'Watchmen' Moving Forward at HBO With Pilot Order

The premium cable network has also commissioned back-up scripts as Damon Lindelof opens the writers room.
FilmMagic/Getty Images (Lindelof)
Damon Lindelof

HBO is moving forward with Watchmen.

The premium cable network has officially handed out a pilot order and commissioned additional scripts for Damon Lindelof's take on Alan Moore's beloved graphic novel.

The news comes three months after The Hollywood Reporter broke that the Leftovers showrunner was developing a take on the DC Comics favorite. Lindelof also revealed on Instagram that the writers room for the potential TV series has officially been opened.

Lindelof originally read the comics as a kid in the 1980s and has said that the series continues to influence his work. "From the flashbacks to the nonlinear storytelling to the deeply flawed heroes, these are all elements that I try to put into everything I write," he told Comic Book Resources in 2009 ahead of the feature-film take. Lindelof has read Watchmen multiple times and, at the time, praised director Zack Snyder's film. "It's the most married-to-the-original-text version of Watchmen that could've been made," he told the Observer. "I want to keep it sort of insular," Lindelof said, referring to the multiple translations that have come from trying to translate the source material. "It's OK with me if people don't understand it because they don't deserve to understand it."

Snyder, who directed the feature-film adaptation of Moore's comic series, is no longer attached to the drama project from Warner Bros. Television, where both DC Entertainment and Lindelof are housed. 

First published in 1986 and collected in 1987, Watchmen was created by Moore, artist Dave Gibbons and colorist John Higgins. The series was named one of the 100 best novels by Time magazine. Rumors of HBO tackling Watchmen first surfaced in 2015, when the pay cabler noted it was in preliminary discussions for a TV take on the property.

Snyder, who was briefly attached to the HBO project in 2015, adapted the comic and brought the title's "Minutemen" crime fighters to the big screen in 2009 with Jackie Earle Haley, Malin Akerman, Billy Crudup, Matthew Goode, Carla Gugino, Jeffrey Dean Morgan and Patrick Wilson starring. The film, produced by Warner Bros. with a $130 million production budget, grossed a disappointing $107.5 million domestically and $185.3 million worldwide. 

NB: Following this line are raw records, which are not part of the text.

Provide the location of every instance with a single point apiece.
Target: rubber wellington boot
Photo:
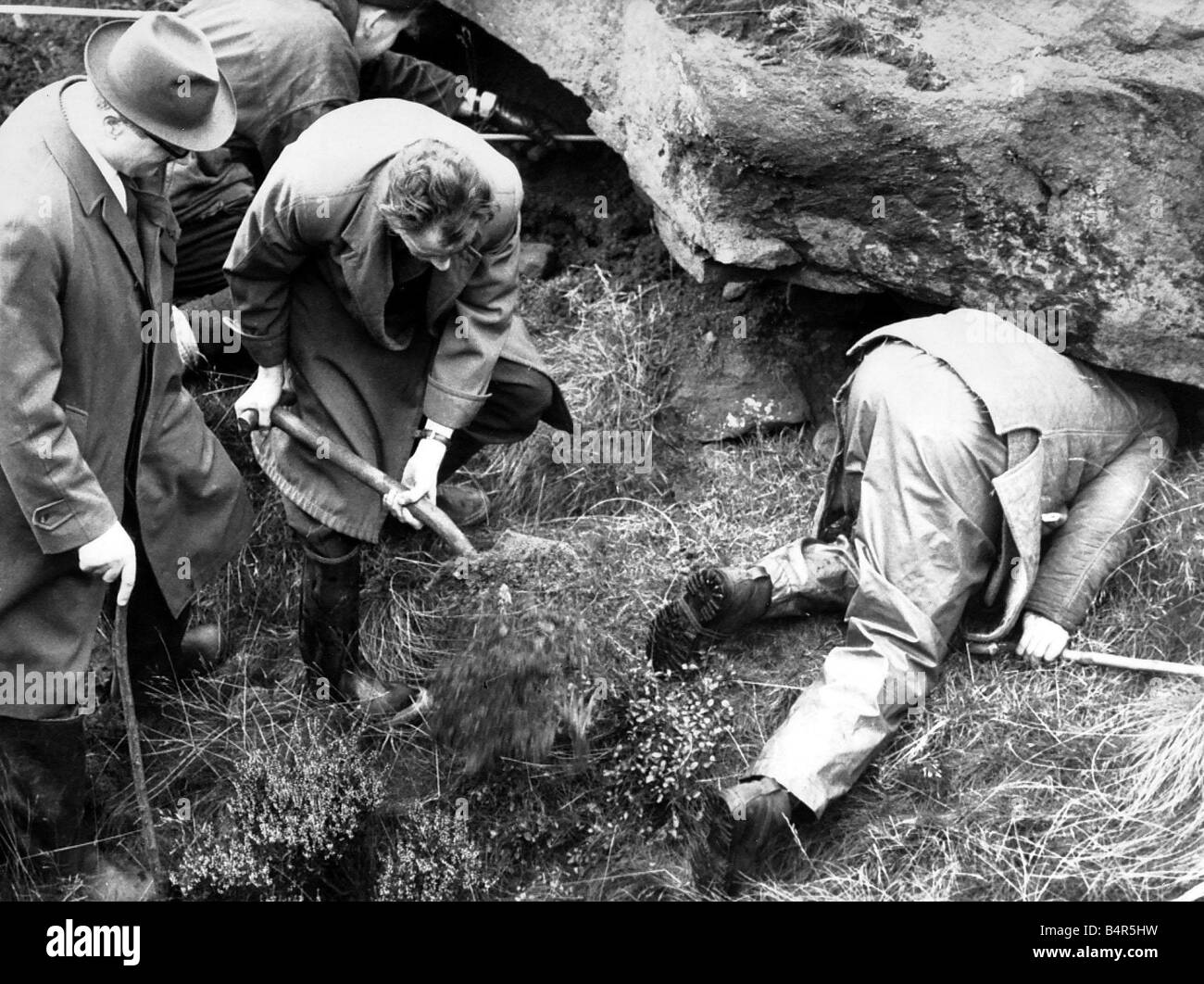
(330, 641)
(802, 577)
(465, 506)
(743, 826)
(46, 826)
(717, 602)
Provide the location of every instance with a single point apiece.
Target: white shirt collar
(107, 170)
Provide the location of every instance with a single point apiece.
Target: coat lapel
(366, 263)
(446, 285)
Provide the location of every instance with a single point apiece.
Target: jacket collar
(345, 11)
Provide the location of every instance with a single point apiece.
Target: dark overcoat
(311, 271)
(76, 302)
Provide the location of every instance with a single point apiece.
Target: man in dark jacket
(108, 471)
(289, 63)
(979, 473)
(380, 264)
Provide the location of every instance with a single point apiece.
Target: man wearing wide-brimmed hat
(380, 265)
(107, 471)
(292, 61)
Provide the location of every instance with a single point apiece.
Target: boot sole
(677, 636)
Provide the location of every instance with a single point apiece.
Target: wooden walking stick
(371, 476)
(133, 738)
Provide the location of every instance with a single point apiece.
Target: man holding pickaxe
(378, 264)
(108, 471)
(979, 476)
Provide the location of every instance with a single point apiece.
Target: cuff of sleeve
(450, 408)
(58, 527)
(1060, 614)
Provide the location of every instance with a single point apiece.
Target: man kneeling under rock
(996, 481)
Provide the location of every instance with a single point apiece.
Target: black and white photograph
(615, 450)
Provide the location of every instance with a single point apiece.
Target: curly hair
(433, 185)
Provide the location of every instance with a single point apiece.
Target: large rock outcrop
(1019, 157)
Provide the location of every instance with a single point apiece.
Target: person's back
(282, 58)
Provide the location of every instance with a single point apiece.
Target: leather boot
(717, 602)
(742, 826)
(46, 824)
(329, 635)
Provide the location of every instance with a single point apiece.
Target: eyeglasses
(171, 148)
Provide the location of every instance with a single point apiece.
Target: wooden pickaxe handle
(432, 517)
(1103, 659)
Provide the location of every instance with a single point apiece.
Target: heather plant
(294, 811)
(430, 858)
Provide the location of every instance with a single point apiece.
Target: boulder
(1018, 157)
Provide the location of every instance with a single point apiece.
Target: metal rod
(432, 517)
(31, 8)
(525, 139)
(133, 738)
(1100, 659)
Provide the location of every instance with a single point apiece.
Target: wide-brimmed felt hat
(161, 73)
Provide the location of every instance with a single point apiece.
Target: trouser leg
(808, 575)
(923, 539)
(329, 621)
(519, 397)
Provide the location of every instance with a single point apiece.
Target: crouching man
(108, 471)
(380, 264)
(994, 480)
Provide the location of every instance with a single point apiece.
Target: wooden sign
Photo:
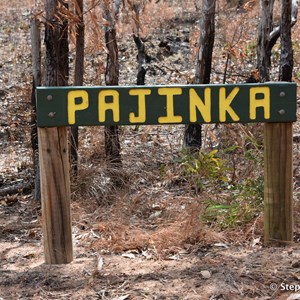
(183, 104)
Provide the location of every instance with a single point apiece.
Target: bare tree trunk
(78, 80)
(193, 134)
(275, 34)
(36, 65)
(278, 137)
(141, 60)
(53, 148)
(286, 56)
(112, 142)
(263, 43)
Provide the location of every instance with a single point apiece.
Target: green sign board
(182, 104)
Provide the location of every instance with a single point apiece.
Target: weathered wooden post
(278, 190)
(278, 214)
(53, 147)
(55, 194)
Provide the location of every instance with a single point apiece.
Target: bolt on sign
(186, 104)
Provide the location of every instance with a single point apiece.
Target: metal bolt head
(52, 114)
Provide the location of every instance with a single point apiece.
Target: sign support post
(278, 184)
(56, 196)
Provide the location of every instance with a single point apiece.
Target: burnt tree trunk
(193, 132)
(37, 74)
(286, 56)
(53, 146)
(263, 43)
(141, 60)
(78, 78)
(112, 142)
(278, 142)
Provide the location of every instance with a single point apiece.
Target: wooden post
(55, 192)
(278, 191)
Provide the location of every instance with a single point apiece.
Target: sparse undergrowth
(167, 217)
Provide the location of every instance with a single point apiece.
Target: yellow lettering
(263, 102)
(203, 107)
(73, 107)
(141, 117)
(103, 106)
(170, 117)
(224, 104)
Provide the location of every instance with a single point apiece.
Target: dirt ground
(142, 239)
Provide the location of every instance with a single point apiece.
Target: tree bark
(278, 191)
(193, 132)
(141, 60)
(263, 43)
(36, 66)
(53, 149)
(78, 78)
(112, 142)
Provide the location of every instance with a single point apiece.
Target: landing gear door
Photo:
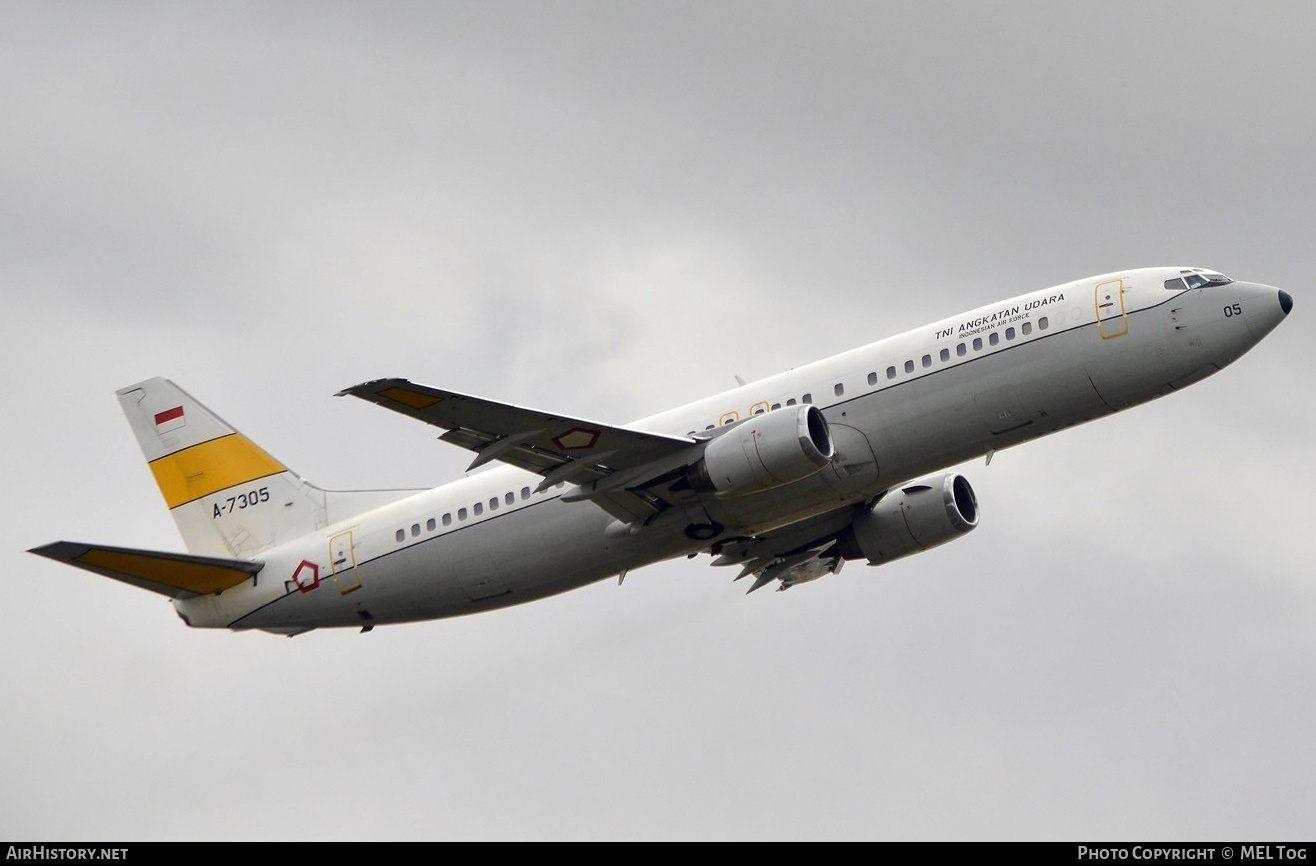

Watchmen TV series would further expand HBO's place in the comic book business and offer a potential heir apparent to the premium cable network's fantasy drama Game of Thrones, which has one short-order season remaining. AMC has found success with The Walking Dead and Preacher, while FX has Noah Hawley's X-Men take Legion, which is already renewed for a second season. The comic book expansion has also gone far on broadcast after ABC, The CW and Fox found success with DC and Marvel fare including Agents of SHIELD, The Flash, ArrowSupergirl, Legends of Tomorrow and Gotham, among others. Hulu recently picked up Marvel's The Runaways, Freeform has New Warriors and ABC next has The Inhumans as well as another season of Agents of SHIELD, while Marvel continues to have multiple series in the works at Netflix.

For Lindelof, Watchmen would arrive after The Leftovers, based on the book of the same name, recently wrapped its three-season run on HBO. The Lost alum is repped by CAA and Myman Greenspan.

Moore, meanwhile, announced his retirement from comic books last September, noting that "I think I have done enough for comics. I've done all that I can." On the big screen, his work has been adapted into the features From Hell, The League of Extraordinary Gentlemen, V for Vendetta and Batman: The Killing Joke. On the TV side, Fox tried in 2013 to adapt Gentlemen for the small screen. The drama did not move beyond the development stage.